Veteran political watchers have heard this all before from Trump, and there's ample reason to be skeptical that he would actually dive into the chaos of the Republican nominating process.
But several other potential candidates who are more likely to jump into the fray also spoke on Saturday. Wisconsin Gov. Scott Walker, for one, rallied the crowd as he recounted his push to limit the collective bargaining rights of public employee unions in his state and the effort to recall him from office that resulted.
His victory in the recall and his subsequent reelection, Walker argued, should send a message to fellow Republicans: "If you're not afraid to go big and go bold, you can actually get results... And if you get the job done, the voters will actually stand up with you."
Walker said the GOP must demonstrate "new and fresh and bold and aggressive" leadership if it hopes to take the White House in 2016.}
And Dr.
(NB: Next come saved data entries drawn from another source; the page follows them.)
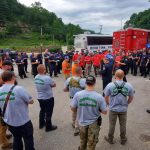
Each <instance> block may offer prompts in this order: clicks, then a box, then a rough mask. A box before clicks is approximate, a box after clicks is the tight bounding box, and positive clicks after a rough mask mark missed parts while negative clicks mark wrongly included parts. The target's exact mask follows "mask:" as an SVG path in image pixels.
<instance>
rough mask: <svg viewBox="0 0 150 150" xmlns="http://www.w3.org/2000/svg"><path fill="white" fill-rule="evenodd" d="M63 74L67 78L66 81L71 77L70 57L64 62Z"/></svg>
mask: <svg viewBox="0 0 150 150" xmlns="http://www.w3.org/2000/svg"><path fill="white" fill-rule="evenodd" d="M62 72H63V74H64V76H65V79H67V78H69V77H70V73H71V66H70V63H69V56H65V60H64V61H63V62H62Z"/></svg>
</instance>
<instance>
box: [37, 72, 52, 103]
mask: <svg viewBox="0 0 150 150" xmlns="http://www.w3.org/2000/svg"><path fill="white" fill-rule="evenodd" d="M54 84H55V82H54V81H53V80H52V78H51V77H49V76H47V75H39V74H38V75H36V77H35V86H36V90H37V93H38V97H37V99H41V100H46V99H50V98H52V97H53V92H52V87H51V86H53V85H54Z"/></svg>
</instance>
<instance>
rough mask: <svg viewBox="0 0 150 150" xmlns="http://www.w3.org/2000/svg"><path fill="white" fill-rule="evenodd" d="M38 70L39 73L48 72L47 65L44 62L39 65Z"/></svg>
mask: <svg viewBox="0 0 150 150" xmlns="http://www.w3.org/2000/svg"><path fill="white" fill-rule="evenodd" d="M37 71H38V73H39V74H45V73H46V69H45V66H44V65H43V64H40V65H38V67H37Z"/></svg>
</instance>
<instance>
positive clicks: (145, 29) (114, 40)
mask: <svg viewBox="0 0 150 150" xmlns="http://www.w3.org/2000/svg"><path fill="white" fill-rule="evenodd" d="M149 44H150V30H146V29H139V28H127V29H123V30H119V31H116V32H114V33H113V45H112V48H113V50H115V51H119V50H125V51H134V50H141V49H144V48H148V46H149Z"/></svg>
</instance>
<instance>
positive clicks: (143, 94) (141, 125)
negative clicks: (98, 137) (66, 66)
mask: <svg viewBox="0 0 150 150" xmlns="http://www.w3.org/2000/svg"><path fill="white" fill-rule="evenodd" d="M15 72H16V73H17V70H16V68H15ZM27 75H28V77H29V78H27V79H22V80H21V79H19V77H18V78H17V79H18V82H19V84H20V85H22V86H24V87H25V88H26V89H27V91H28V92H29V93H30V94H31V95H32V96H33V98H34V100H35V103H34V104H33V105H30V107H29V109H30V117H31V120H32V122H33V126H34V142H35V148H36V150H77V147H78V146H79V141H80V140H79V136H77V137H74V135H73V129H72V126H71V110H70V107H69V104H70V100H69V96H68V93H64V92H63V87H64V81H65V80H64V78H63V76H62V75H59V77H58V78H56V77H55V78H53V79H54V81H55V82H56V84H57V87H56V88H54V89H53V92H54V97H55V108H54V113H53V118H52V120H53V124H56V125H58V129H57V130H55V131H52V132H45V130H44V129H42V130H39V128H38V118H39V117H38V116H39V105H38V101H37V100H36V95H37V94H36V90H35V86H34V79H33V77H32V76H31V74H30V73H28V74H27ZM127 79H128V81H129V82H130V83H131V84H132V85H133V86H134V88H135V91H136V92H135V98H134V101H133V102H132V103H131V104H130V106H129V108H128V121H127V138H128V141H127V143H126V145H125V146H122V145H121V144H120V141H119V125H118V121H117V126H116V131H115V144H114V145H109V144H108V143H107V142H105V141H104V135H107V133H108V127H109V124H108V115H105V116H104V115H103V116H102V118H103V123H102V127H101V131H100V136H99V142H98V144H97V147H96V150H100V149H101V150H150V137H148V138H149V139H147V138H146V139H145V137H144V136H150V114H148V113H146V109H147V108H150V80H148V79H145V78H143V77H140V76H137V77H134V76H131V75H128V76H127ZM96 91H98V92H100V93H101V92H102V82H101V78H100V77H97V84H96ZM148 140H149V141H148Z"/></svg>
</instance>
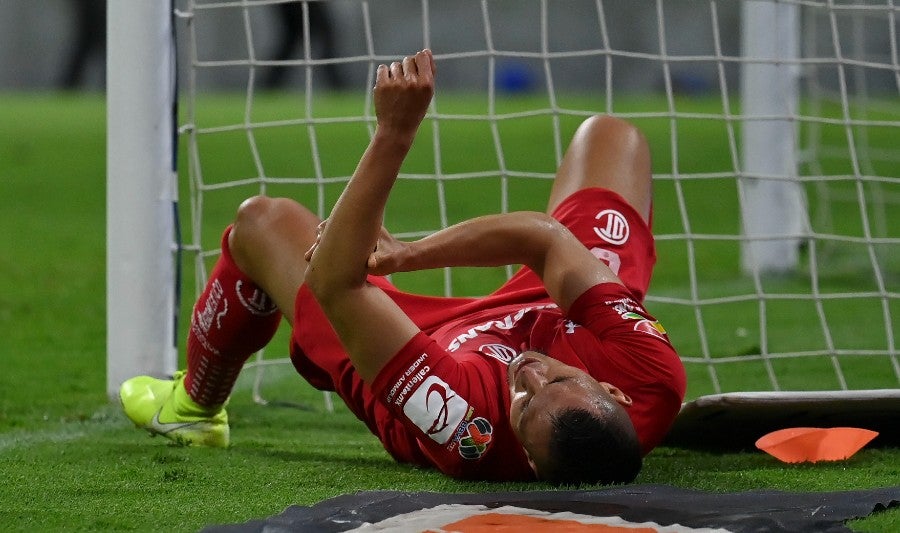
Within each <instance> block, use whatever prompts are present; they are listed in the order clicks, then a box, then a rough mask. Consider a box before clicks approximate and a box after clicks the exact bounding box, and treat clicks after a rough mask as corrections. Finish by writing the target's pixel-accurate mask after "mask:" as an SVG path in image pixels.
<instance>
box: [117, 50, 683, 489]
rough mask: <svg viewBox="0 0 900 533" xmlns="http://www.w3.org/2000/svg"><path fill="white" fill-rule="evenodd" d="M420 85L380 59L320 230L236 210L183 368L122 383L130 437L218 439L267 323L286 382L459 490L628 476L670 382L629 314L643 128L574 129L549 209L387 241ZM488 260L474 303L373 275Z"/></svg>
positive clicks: (514, 213) (643, 227)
Ben Carson, a retired neurosurgeon and conservative activist, also lit up the crowd with a message focused on education and personal responsibility.
"Anybody who gets a good education can write their own ticket," Carson said, citing himself as an example. "The person who has the most to do with what happens to you in life is you."
He touched briefly on immigration reform, emphasizing the need to seal the border, and health care reform, saying it's "imperative that Republicans embrace a simple, effective system that puts people and their health care providers in charge of their health care."
Carson also urged the conservatives in the audience to "have courage again in this country."
"We cannot allow the progressives to shut us up," he warned.